Was ist das Toyota Production System (TPS)?

Das Toyota Production System (TPS) ist das Produktionssystem, das Toyota seit den 1950er Jahren entwickelt hat, um mit minimalen Ressourcen maximale Wertschöpfung zu erzielen. Entwickelt von Taiichi Ohno (Produktionsleiter) und Shigeo Shingo (Fertigungsingenieur), basiert TPS auf zwei Grundprinzipien: Just-in-Time (nur das produzieren, was der nächste Prozess braucht, genau dann, wenn er es braucht) und Jidoka (Qualität im Prozess sichern, indem bei Fehlern sofort gestoppt wird).

TPS ist kein abstraktes Managementkonzept. Es ist ein operatives Produktionssystem mit konkreten Werkzeugen, Regeln und Routinen, die direkt auf dem Shopfloor wirken.
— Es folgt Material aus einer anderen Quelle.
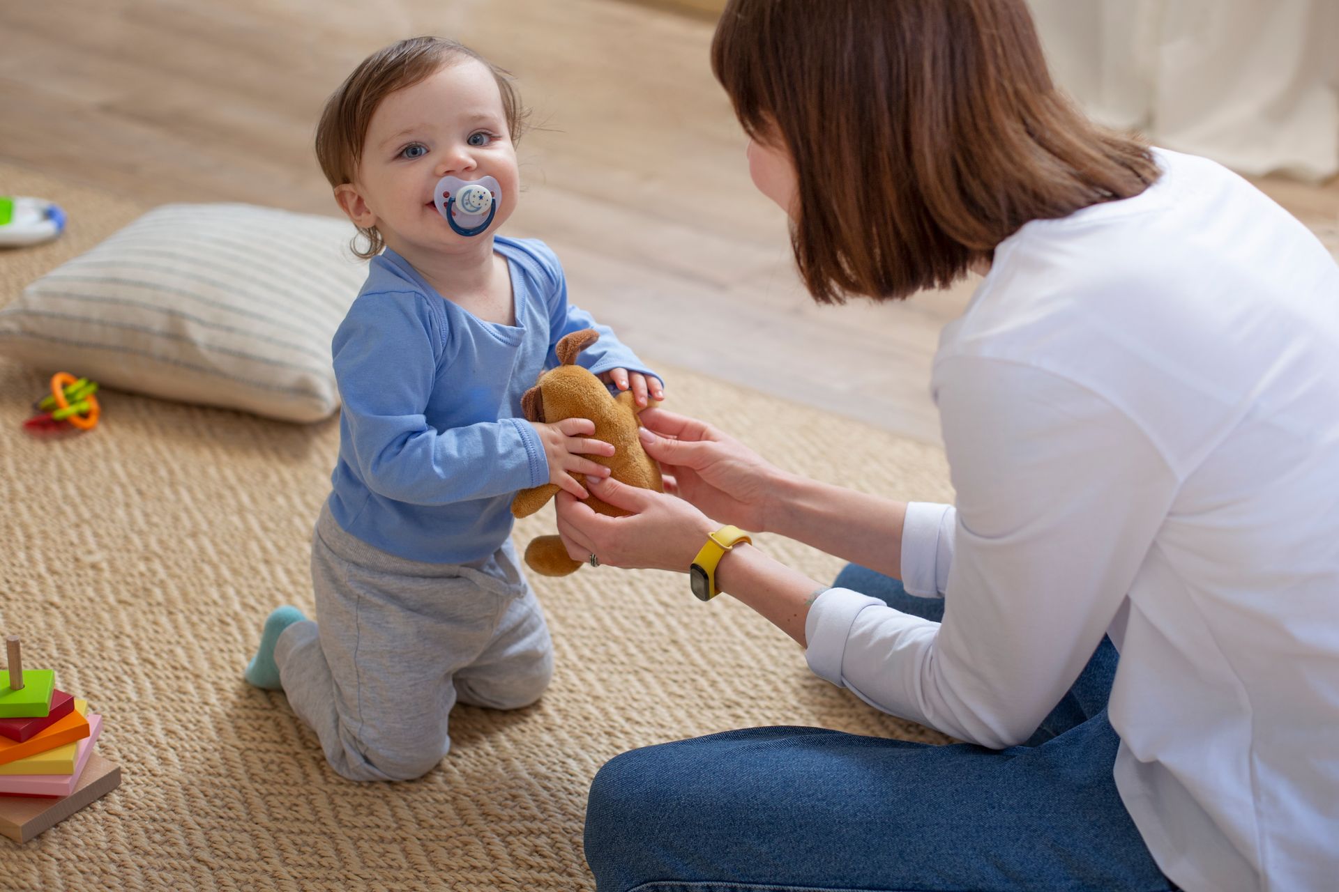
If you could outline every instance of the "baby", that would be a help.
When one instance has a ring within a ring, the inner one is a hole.
[[[284,690],[351,780],[408,780],[450,748],[461,701],[517,709],[553,645],[510,543],[511,496],[608,475],[585,419],[526,421],[521,396],[558,340],[644,405],[663,385],[568,304],[557,257],[495,235],[516,209],[525,112],[506,72],[451,40],[402,40],[325,104],[316,155],[368,239],[367,282],[332,344],[344,403],[332,492],[312,540],[320,625],[265,621],[246,679]],[[384,250],[383,250],[384,249]]]

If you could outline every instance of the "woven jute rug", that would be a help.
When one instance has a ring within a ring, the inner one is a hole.
[[[0,305],[147,210],[5,166],[0,193],[52,198],[71,219],[54,243],[0,253]],[[952,496],[936,448],[656,365],[672,408],[789,469]],[[623,750],[758,725],[944,740],[818,679],[730,598],[702,604],[682,575],[586,567],[533,579],[557,651],[537,705],[458,706],[437,770],[345,781],[283,694],[242,681],[265,615],[312,610],[309,538],[337,423],[104,392],[94,432],[33,440],[20,425],[44,386],[0,360],[0,630],[104,715],[98,748],[123,780],[25,845],[0,839],[0,889],[586,889],[586,790]],[[552,527],[546,510],[516,538]],[[817,579],[841,568],[758,543]]]

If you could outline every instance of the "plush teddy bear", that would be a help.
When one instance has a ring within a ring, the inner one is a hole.
[[[597,340],[600,340],[599,332],[584,329],[558,341],[557,354],[561,365],[541,374],[538,382],[521,397],[525,417],[546,424],[564,419],[590,419],[595,421],[595,433],[590,436],[612,443],[615,453],[608,457],[603,455],[588,457],[608,467],[612,471],[609,476],[620,483],[664,492],[660,465],[647,455],[645,449],[641,448],[641,440],[637,439],[637,413],[641,409],[637,408],[632,391],[623,391],[617,397],[609,396],[608,388],[600,378],[589,369],[576,364],[581,350]],[[585,484],[585,475],[574,473],[572,476]],[[554,483],[522,489],[511,500],[511,514],[517,518],[528,518],[542,508],[557,491],[558,485]],[[628,514],[600,501],[595,493],[585,503],[597,514],[611,518]],[[568,556],[568,550],[562,546],[560,536],[538,536],[526,547],[525,563],[542,576],[566,576],[577,570],[582,562]]]

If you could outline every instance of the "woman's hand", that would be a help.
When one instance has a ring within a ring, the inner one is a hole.
[[[647,405],[647,395],[652,400],[665,399],[665,385],[653,374],[641,372],[628,372],[628,369],[609,369],[596,376],[604,384],[612,384],[620,391],[632,391],[632,399],[637,405]]]
[[[600,499],[631,514],[608,518],[560,492],[556,499],[558,535],[573,560],[585,562],[596,555],[601,564],[611,567],[688,572],[707,535],[719,527],[683,499],[612,479],[588,483]]]
[[[723,523],[753,532],[769,528],[777,483],[785,476],[775,465],[710,424],[683,415],[647,409],[641,425],[641,447],[660,463],[667,492]]]
[[[597,477],[609,476],[609,468],[596,464],[588,455],[613,455],[613,444],[604,440],[592,440],[588,436],[595,433],[595,421],[590,419],[564,419],[553,424],[530,421],[534,432],[544,443],[544,455],[549,460],[549,483],[557,484],[564,492],[570,492],[577,499],[585,499],[586,491],[581,488],[573,473],[586,475],[586,483]]]

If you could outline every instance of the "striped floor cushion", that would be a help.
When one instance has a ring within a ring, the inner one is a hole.
[[[352,225],[252,205],[163,205],[0,310],[0,353],[169,400],[317,421],[331,337],[367,275]]]

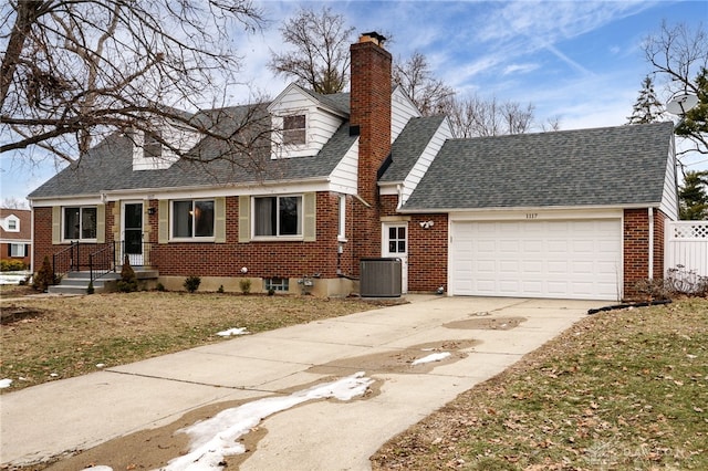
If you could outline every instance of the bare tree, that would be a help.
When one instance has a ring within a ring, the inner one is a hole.
[[[294,77],[317,93],[342,92],[348,83],[353,32],[344,17],[333,13],[330,7],[320,12],[300,9],[280,28],[283,42],[294,50],[271,51],[268,66],[277,75]]]
[[[0,208],[4,209],[30,209],[27,200],[20,200],[18,198],[2,198]]]
[[[533,126],[533,109],[531,103],[500,103],[478,95],[448,100],[445,105],[455,135],[462,138],[528,133]],[[553,127],[558,128],[558,123]]]
[[[702,24],[691,31],[684,23],[669,27],[664,22],[658,33],[646,39],[644,53],[668,94],[698,96],[698,106],[686,113],[676,129],[694,143],[680,154],[708,154],[708,33]]]
[[[450,86],[433,76],[428,60],[420,52],[414,52],[407,61],[398,59],[393,82],[403,87],[425,116],[445,112],[445,104],[455,95]]]
[[[118,132],[184,155],[166,124],[242,148],[184,111],[221,105],[239,70],[232,31],[263,21],[251,0],[11,0],[0,7],[0,153],[75,161]]]

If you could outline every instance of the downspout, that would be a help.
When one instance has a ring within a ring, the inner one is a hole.
[[[30,200],[30,245],[32,249],[30,250],[30,272],[32,274],[32,280],[34,280],[34,205],[33,201]]]
[[[654,208],[649,210],[649,280],[654,280]]]

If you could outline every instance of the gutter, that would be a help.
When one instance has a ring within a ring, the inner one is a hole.
[[[601,205],[601,206],[534,206],[534,207],[523,207],[523,206],[508,206],[508,207],[490,207],[490,208],[413,208],[406,209],[402,208],[398,212],[408,213],[408,214],[429,214],[429,213],[487,213],[487,212],[499,212],[499,211],[568,211],[568,210],[606,210],[606,209],[645,209],[645,208],[658,208],[658,202],[652,203],[636,203],[636,205]]]
[[[121,196],[153,196],[155,193],[170,193],[170,192],[185,192],[185,191],[194,191],[194,192],[222,192],[227,189],[241,189],[241,188],[268,188],[275,187],[279,185],[293,185],[293,184],[329,184],[329,177],[311,177],[311,178],[300,178],[300,179],[291,179],[291,180],[275,180],[275,181],[248,181],[243,184],[225,184],[221,186],[190,186],[190,187],[156,187],[156,188],[133,188],[133,189],[118,189],[118,190],[101,190],[96,193],[90,195],[62,195],[55,197],[35,197],[28,198],[33,203],[41,203],[42,201],[51,203],[52,201],[63,201],[63,200],[91,200],[98,198],[103,202],[108,200],[108,197],[121,197]]]

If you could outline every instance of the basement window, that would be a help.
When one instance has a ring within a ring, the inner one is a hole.
[[[266,291],[283,291],[287,292],[290,290],[290,280],[287,278],[267,278],[266,279]]]

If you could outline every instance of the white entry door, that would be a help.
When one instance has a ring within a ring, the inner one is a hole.
[[[408,292],[408,223],[384,222],[381,257],[400,259],[400,291]]]
[[[143,202],[123,203],[123,241],[121,263],[125,255],[132,265],[143,265]]]

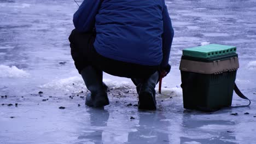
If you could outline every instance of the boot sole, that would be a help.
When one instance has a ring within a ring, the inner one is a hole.
[[[85,99],[85,105],[94,107],[102,107],[109,104],[109,101],[108,98],[106,100],[98,100],[97,101],[95,101],[94,103],[92,101],[90,95],[88,95],[86,99]]]
[[[141,110],[155,110],[156,104],[153,94],[147,92],[141,92],[139,94],[138,107]]]

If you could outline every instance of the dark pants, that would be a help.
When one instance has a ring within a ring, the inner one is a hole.
[[[78,72],[92,65],[109,74],[131,79],[147,79],[159,70],[159,66],[143,65],[108,58],[98,54],[94,49],[94,33],[72,31],[69,37],[71,55]]]

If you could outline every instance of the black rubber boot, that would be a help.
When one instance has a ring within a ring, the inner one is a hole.
[[[137,86],[140,86],[139,85],[141,85],[138,93],[138,107],[139,109],[148,110],[156,109],[155,87],[158,82],[159,79],[159,73],[156,71]]]
[[[85,105],[95,107],[109,104],[107,86],[102,82],[102,71],[88,66],[81,71],[87,89],[91,92],[85,99]]]
[[[143,81],[143,79],[131,79],[132,82],[136,86],[136,91],[138,94],[141,91],[141,85]]]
Alles, was heute unter „Lean Production" bekannt ist, hat seinen Ursprung in TPS.


Das TPS-Haus: Die Struktur des Systems

TPS wird traditionell als Haus dargestellt. Diese Darstellung ist keine Marketing-Metapher, sondern ein Strukturmodell: Jedes Element trägt die anderen. Fehlt das Fundament, stürzt das Haus ein. Fehlt eine Säule, ist das System instabil.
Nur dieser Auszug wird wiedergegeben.